How do Markov Chains work and what is memorylessness?

Question 1

You can visualize Markov chains like a frog hopping from lily pad to lily pad on a pond. The frog does not remember which lily pad(s) it has previously visited. It also has a given probability for leaping from lily pad Ai to lily pad Aj, for all possible combinations of i and j. The Markov chain allows you to calculate the probability of the frog being on a certain lily pad at any given moment.

If the frog was a vegetarian and nibbled on the lily pad each time it landed on it, then the probability of it landing on lily pad Ai from lily pad Aj would also depend on how many times Ai was visited previously. Then, you would not be able to use a Markov chain to model the behavior and thus predict the location of the frog.

Question 2

The idea of memorylessness is fundamental to the success of Markov chains. It does not mean that we don't care about the past. On contrary, it means that we retain only the most relevant information from the past for predicting the future and use that information to define the present. This nice article provides a good background on the subject http://www.americanscientist.org/issues/pub/first-links-in-the-markov-chain

There is a trade-off between the accuracy of your description of the past and the size of the associated state space. Say, there are three pubs in the neighborhood and every evening you choose one. If you choose those pubs randomly, this is not a Markov chain (or a trivial, zero-order one) – the outcome is random. More precisely, it is an independent random variable (modeling dependency was fundamental to Markov ideas underlying Markov chains).

In your choice of pubs you can factor in your last choice, i.e., which pub you went to the night before. For example, you might want to avoid going to the same pub two days in a row. While in reality this implies remembering where you have been yesterday (and thus remembering the past!), at your modeling level, your unit of time is one day, so your current state is the pub you went to yesterday. This is your classical (first-order) Markov model with three states and 3 by 3 transition matrix that provides conditional probabilities for each permutation (if yesterday you went to pub I, what is the change that today you “hop” to pub J).
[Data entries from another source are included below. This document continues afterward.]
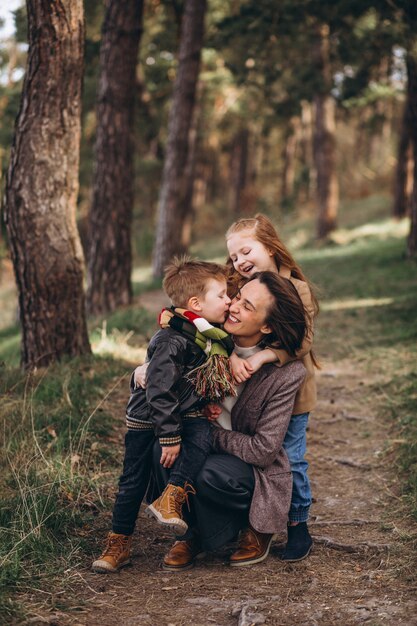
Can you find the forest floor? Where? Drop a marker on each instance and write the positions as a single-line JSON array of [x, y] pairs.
[[362, 568]]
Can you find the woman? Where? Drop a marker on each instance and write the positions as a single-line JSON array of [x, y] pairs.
[[246, 485]]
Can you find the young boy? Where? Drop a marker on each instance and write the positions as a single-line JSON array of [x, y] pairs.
[[186, 347]]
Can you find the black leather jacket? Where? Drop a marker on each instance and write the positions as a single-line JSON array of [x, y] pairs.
[[168, 393]]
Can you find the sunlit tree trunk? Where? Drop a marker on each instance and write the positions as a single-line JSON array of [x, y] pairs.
[[42, 187], [110, 256], [412, 95], [324, 141], [404, 172], [291, 141], [238, 170], [173, 184]]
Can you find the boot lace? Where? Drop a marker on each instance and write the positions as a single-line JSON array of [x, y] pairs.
[[247, 538], [178, 496], [115, 545]]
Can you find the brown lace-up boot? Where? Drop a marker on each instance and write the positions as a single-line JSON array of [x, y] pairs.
[[167, 509], [116, 554], [182, 555], [253, 547]]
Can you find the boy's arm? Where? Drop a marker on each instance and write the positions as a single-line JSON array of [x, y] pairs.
[[164, 371]]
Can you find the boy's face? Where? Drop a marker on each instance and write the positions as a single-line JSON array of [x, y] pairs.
[[214, 305]]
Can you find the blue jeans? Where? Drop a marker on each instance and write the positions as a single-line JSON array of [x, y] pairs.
[[295, 447]]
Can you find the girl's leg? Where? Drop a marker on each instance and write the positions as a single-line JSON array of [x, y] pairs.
[[295, 447], [299, 541]]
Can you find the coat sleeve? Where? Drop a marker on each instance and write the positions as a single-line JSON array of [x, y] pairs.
[[165, 369], [261, 448], [282, 356]]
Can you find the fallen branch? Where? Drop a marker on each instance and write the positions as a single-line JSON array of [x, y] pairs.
[[356, 418], [332, 420], [341, 522], [247, 615], [350, 463], [350, 547]]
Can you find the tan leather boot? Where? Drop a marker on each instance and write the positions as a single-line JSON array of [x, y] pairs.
[[253, 547], [116, 554], [167, 509], [182, 555]]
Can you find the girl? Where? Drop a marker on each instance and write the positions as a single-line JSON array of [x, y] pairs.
[[253, 245]]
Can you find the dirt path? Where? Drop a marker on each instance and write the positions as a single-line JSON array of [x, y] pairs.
[[360, 570]]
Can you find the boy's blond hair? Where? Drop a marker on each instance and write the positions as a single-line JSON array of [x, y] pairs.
[[185, 277]]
However, you can define a model where you “remember” the last two days. In this second-order Markov model “present” state will include the knowledge of the pub from last night and from the night before. Now you have 9 possible states describing your present state, and therefore you have a 9 by 9 transition matrix. Thankfully, this matrix is not fully populated.
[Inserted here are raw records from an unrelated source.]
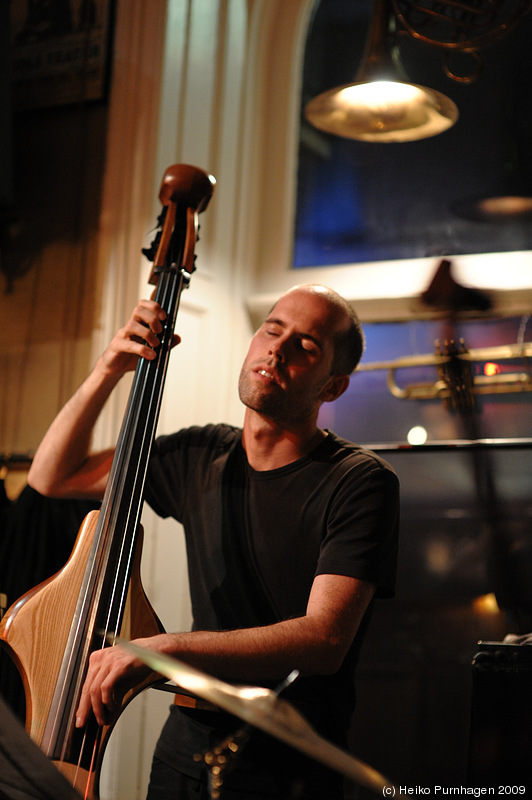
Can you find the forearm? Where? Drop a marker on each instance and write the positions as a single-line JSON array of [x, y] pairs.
[[254, 654], [64, 451]]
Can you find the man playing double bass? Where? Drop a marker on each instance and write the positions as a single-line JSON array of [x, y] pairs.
[[291, 533]]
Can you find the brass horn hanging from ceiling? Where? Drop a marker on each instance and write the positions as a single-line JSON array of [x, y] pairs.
[[381, 105], [460, 26], [455, 384]]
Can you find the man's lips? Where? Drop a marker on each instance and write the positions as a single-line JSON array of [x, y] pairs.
[[267, 373]]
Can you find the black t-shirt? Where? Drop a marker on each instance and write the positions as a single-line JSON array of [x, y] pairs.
[[256, 540]]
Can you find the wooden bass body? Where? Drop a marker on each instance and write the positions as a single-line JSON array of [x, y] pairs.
[[35, 631]]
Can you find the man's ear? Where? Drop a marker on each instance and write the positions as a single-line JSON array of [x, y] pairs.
[[335, 387]]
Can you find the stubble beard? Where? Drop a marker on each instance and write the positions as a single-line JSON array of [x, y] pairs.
[[284, 410]]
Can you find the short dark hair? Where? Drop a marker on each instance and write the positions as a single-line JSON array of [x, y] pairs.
[[349, 343]]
To understand why, consider a slightly different setup when you are so well-organized that you make firm plans for your pub choices both for today and tomorrow based on the last two visits. Then, you can select any possible permutations of pubs visited for two days in a row. The result is a fully populated 9 by 9 matrix that maps your choices for the last two days into those for the next two days. However, in our original problem we make the decision every day, so our future state is constrained by what happened today: at the next time step (tomorrow) today becomes yesterday, but it will be still a part of your definition of "today" at that time step, and relevant to what happens the following day. The situation is analogous to moving averages, or receding horizon procedures. As a result, from a given state, you can only move to three possible states (indicating your today’s choice of pubs), which means that each row of your transition matrix will have only three non-zero entries.

Let us tally up the number of parameters that characterize each problem: the zero- order Markov model with three states has two independent parameters (probabilities of hitting the first and the second pub, as the probability of visiting the third pub is the complement of the first two). The first-order Markov model has a fully populated 3 by 3 matrix with each column summing up to one (again, indicating that one of the pubs will always be visited at any given day), so we end up with six independent parameters. The second-order Markov model has 9 by 9 matrix with each row having only 3 non-zero entries and all columns adding to one, so we have 18 independent parameters. We can continue defining higher-order models, and our state space will grow accordingly.

Importantly, we can further refine the concept by identifying important features of the past and use only those features to define the present, i.e. compress the information about the past. This is what I referred to in the beginning. For example, instead of remembering all history we can only keep track only of some memorable events that impact our choice, and use this “sufficient statistics” to construct the model.

It all boils down to the way you define relevant variables (state space), and the Markov concepts naturally follow from the underlying fundamental mathematics concepts. First-order (linear) relationships (and associated linear algebra operations) are at the core of most current mathematical applications. You can look at a polynomial equation on n-th with a single variable, or you can define an equivalent first-order (linear) system of n equations by defining auxiliary variables. Similarly, in classical mechanics you can either use second-order Lagrange equations or choose canonical coordinates that lead to (first-order) Hamiltonian formulation http://en.wikipedia.org/wiki/Hamiltonian_mechanics

Finally, a note on the steady-state vs. transient solutions of Markov problems. An overwhelming amount of practical applications (e.g., Page rank) relies on finding steady-state solutions. Indeed, the presence of such convergence to a steady state was the original motivation for A. Markov for creating his chains in an effort to extend the application of central limit theorem to dependent variables. The transient effects (such as hitting times) of Markov processes are significantly less studied and more obscure. However, it is perfectly valid to consider Markov prediction of the outcomes at the specific point in the future (and not only the converged, “equilibrium” solution).